新型スイフトは新旧最軽量モデル比で120キロもの軽量化を果たした新プラットフォーム「HEARTECT(ハーテクト)」をひっさげ、「走る、曲がる、止まる」というクルマの基本性能を向上させた意欲作と言える。若干古典的な動力特性のターボと比べると、実用域でのリニアな加速感に優れるマイルドハイブリッドは毎日の相棒としてなかなかの佳作モデルだ。
ところが、スズキはそれから約半年後の7月12日、今度は発電機兼用ではなく、駆動専用のモーターを搭載したストロングハイブリッドモデルを発売したのである。
余談になるが、教科書的にはマイルドハイブリッドとはモーターのみでの走行ができず、モーターはあくまでもエンジンの補助として使われるタイプのハイブリッドで、ストロングハイブリッドはモーターのみでの走行も可能なモデルを言う。
マイルドが付くか付かないかで一応の違いはあるにしても、消費者にとっては何が違うのかが少々分かりにくい。価格を見てみればマイルドハイブリッドの最廉価モデルが162万5400円、対して(ストロング)ハイブリッドの最廉価モデルは166万8600円。差額は4万3200円と大した差ではない。
ところが、走ってみるとこれが大違いなのだ。
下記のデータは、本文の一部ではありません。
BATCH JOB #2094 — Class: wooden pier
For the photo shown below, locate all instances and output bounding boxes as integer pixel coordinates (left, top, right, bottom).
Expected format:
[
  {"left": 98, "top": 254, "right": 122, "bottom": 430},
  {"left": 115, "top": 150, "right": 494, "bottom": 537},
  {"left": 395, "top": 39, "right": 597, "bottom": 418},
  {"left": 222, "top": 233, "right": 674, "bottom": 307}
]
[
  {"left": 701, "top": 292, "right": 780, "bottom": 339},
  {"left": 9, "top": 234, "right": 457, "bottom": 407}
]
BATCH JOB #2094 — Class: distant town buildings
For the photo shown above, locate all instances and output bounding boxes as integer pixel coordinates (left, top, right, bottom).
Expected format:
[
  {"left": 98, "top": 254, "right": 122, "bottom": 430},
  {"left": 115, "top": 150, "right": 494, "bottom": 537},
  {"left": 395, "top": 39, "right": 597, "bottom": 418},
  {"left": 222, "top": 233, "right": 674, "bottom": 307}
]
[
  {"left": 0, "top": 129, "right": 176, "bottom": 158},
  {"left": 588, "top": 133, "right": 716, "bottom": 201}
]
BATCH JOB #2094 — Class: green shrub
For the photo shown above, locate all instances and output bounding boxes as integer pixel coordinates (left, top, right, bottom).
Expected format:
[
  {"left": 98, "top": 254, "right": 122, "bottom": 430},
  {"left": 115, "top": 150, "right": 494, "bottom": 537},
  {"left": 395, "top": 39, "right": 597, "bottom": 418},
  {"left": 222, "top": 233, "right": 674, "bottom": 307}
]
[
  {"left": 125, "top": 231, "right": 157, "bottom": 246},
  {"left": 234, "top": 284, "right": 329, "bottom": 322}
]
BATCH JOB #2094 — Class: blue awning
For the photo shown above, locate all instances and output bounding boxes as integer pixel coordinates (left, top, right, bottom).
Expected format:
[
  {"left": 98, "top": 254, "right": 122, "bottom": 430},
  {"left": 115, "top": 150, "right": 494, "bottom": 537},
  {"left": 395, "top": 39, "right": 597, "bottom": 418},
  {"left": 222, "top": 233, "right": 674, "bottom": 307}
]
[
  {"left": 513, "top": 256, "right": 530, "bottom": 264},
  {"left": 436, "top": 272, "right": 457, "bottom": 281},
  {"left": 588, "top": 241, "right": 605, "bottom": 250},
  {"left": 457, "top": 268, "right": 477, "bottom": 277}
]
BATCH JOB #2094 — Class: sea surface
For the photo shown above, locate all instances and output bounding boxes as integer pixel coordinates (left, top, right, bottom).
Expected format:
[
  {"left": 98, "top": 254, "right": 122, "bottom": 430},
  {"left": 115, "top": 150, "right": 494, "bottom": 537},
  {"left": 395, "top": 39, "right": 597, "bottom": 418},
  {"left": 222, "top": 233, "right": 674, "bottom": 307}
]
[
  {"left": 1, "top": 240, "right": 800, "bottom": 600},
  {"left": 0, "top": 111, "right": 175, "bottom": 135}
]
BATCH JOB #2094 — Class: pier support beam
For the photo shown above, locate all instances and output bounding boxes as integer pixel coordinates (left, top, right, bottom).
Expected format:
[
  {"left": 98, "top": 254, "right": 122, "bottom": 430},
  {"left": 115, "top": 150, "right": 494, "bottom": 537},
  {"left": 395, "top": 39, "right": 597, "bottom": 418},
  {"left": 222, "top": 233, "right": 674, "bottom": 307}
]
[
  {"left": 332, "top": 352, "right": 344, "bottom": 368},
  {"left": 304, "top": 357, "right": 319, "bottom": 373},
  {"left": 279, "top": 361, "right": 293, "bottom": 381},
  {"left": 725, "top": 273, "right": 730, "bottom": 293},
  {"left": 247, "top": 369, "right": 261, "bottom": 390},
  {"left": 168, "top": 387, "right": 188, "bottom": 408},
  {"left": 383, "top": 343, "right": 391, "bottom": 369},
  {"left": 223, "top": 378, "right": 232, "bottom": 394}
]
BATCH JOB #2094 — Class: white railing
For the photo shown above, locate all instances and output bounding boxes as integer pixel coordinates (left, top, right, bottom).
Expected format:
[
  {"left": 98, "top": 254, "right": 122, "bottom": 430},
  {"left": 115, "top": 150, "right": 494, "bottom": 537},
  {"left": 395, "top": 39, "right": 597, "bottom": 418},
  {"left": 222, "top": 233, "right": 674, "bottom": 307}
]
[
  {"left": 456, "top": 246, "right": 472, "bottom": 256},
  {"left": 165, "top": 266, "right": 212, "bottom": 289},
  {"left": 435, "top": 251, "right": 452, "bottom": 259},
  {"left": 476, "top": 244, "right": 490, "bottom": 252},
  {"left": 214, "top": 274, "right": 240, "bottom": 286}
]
それはスズキが発明した「コロンブスの卵」とも言える新しいハイブリッドシステムのお陰である。
スズキのアイデアの核となるのは、スズキがオートギヤシフト(AGS)と呼ぶ、ロボタイズド・マニュアルミッションだ。聞き慣れない言葉だろうが、人間がクラッチを踏んでシフトレバーを動かし、マニュアルトランスミッションを操作する動作を模倣し、油圧や電動のアクチュエーターでクラッチとシフトを操作して旧来型のマニュアルミッションを制御するタイプの自動変速機だ。
ロボットにマニュアルトランスミッションのシフト操作を代行させるのでロボタイズドとかロボット変速と呼ばれる。このあたり用語が統一されてないので名前がいろいろあってややこしいが、「ロボタイズド」「ロボット変速」「AMT(オートメーテッド・マニュアルトランスミッション)」などが一般名称、スズキの商品名が「AGS」ということになる。名前がブレるのは普及していないからだ。ここではAMTに統一する。